Also during Tuesday's session Sidney, Australian yeast-maker Burns Philp was heard to be on the road with $150 million of eight-year-non-call-four senior subordinated notes (B3/B-) via Credit Suisse First Boston, to be issued via Burns Philp Capital. Proceeds will be used to help fund the hostile takeover of Goodman Fielder.

Last June the company brought what was reportedly the biggest Australian junk bond deal in the history of the market, also via Credit Suisse First Boston, when it priced $400 million of 10-year senior subordinated notes at 9¾%.

Finally on Tuesday news circulated that market that Rite Aid Corp. stirred in an extra $100 million to its quickly marketed Rule 144A offering.

The Camp Hill, Pa. drugstore operator plans to price $300 million - increased from $200 million - of second lien senior secured notes due 2011 (B3/B-) on Wednesday, via Salomon Smith Barney.

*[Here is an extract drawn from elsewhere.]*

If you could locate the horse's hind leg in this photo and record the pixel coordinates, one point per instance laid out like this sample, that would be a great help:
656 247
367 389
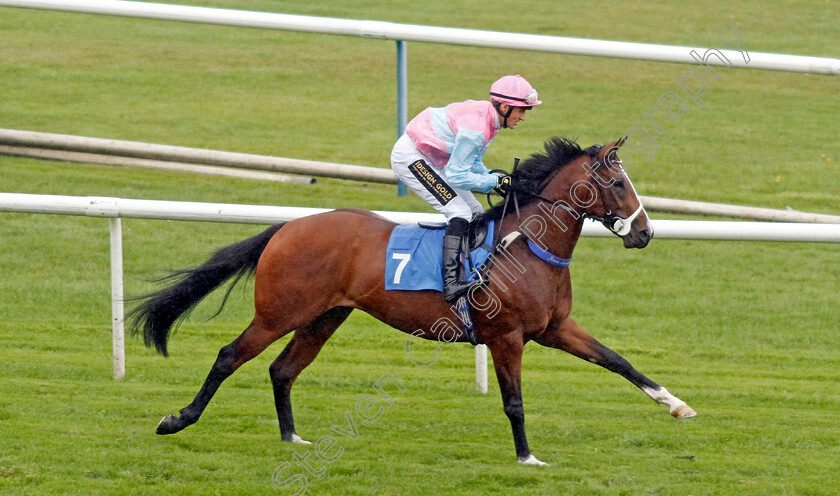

The price talk is 9¾% area on the drive-by deal.

The second of two buy-side sources who spoke to Prospect News on background Tuesday commented that the market seemed "quiet."

"It feels like maybe we're having another redemption week underway," this investor said. "You need to line up the cash available to buy the new big deals: Crown Cork and the TRW.

"It looks to me like you're seeing a little light selling of some of the premium issues that are a little lower yielding, and people have profits in."

This source, who will not be participating in the TRW transaction because the company is private and because of wariness with regard to an auto parts credit, specified that the performance of the high-yield market in 2003 hinges to a great extent on the performance of the U.S. economy.

"Right now things look muted," the buy-sider added. "So it's hard to see how we can have much narrowing in spreads until it's clear that the equity market is doing better."